Lately, the library shades are drawn when I enter the room. My eldest daughter closes them in the evening: she doesn’t want people looking in. My instinct is to turn on the library light at night and leave the window bare, to let the world look—into this room, at least. I’m proud of this room. The walls are lined with books. When friends come to visit for the first time, they tell us that seeing the library through the front window is how they know they’ve come to the right house.
This same daughter who likes the shades to be closed used to beg me not to write about her. She was a little kid then, years ago. I wrote what I needed to write, hoping that by the time I published a book, she would have matured enough not to mind appearing as a literary character. But I always wondered, even worried, that I’d publish and she would forever resent me for it.

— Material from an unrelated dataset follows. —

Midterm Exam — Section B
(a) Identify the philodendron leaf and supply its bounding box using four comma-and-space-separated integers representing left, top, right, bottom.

She turned fifteen the year I signed a contract on Through the Veil. We were in the midst of packing and moving and shifting our lives from Texas to Oregon that year, so I didn’t have time to consider the fact that things I’d written about our family—about my daughter—would soon be perfect bound and sitting on our bookshelf.
The kids started school and I went back to a regular writing schedule in September. I started a blog. My daughter, this same young woman, joined a writing group and started writing with and for her peers. She read my blog and didn’t seem to mind that I wrote about our family life—so long as I told the truth and didn’t embarrass anyone.

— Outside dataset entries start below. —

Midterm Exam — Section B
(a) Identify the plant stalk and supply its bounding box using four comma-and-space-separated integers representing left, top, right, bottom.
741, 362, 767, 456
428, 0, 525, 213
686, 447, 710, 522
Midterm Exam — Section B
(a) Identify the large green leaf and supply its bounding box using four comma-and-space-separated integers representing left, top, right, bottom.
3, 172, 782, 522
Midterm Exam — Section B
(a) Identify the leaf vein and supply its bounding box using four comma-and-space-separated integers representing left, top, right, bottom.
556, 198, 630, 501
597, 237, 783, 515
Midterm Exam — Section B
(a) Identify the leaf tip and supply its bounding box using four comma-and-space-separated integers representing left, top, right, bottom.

Then I remembered about the parts of Through the Veil my daughter didn’t know I’d written, the parts about her.
I handed her the manuscript, with several chapters flagged. “I did write about you,” I confessed. “Nothing embarrassing. And I can’t change it. I want you to read it before it comes out in the book.” She took the manuscript pages from me and closed the bedroom door.
When my daughter came out, her eyes shone—not with tears, but with something that looked to me like pride. Like she had enjoyed reading of our life in Jordan. “I remember this stuff,” she said, “but like in a dream. It’s so weird to read about your life and feel like it was interesting.” And so my teenaged daughter gave me her blessing.
This morning when I got up early, I saw the drawn shade in the library and my instinct was to go and yank it open. But the sun hadn’t come up and anyway who is out on the streets to look in? I’ll raise that shade later. All in good time.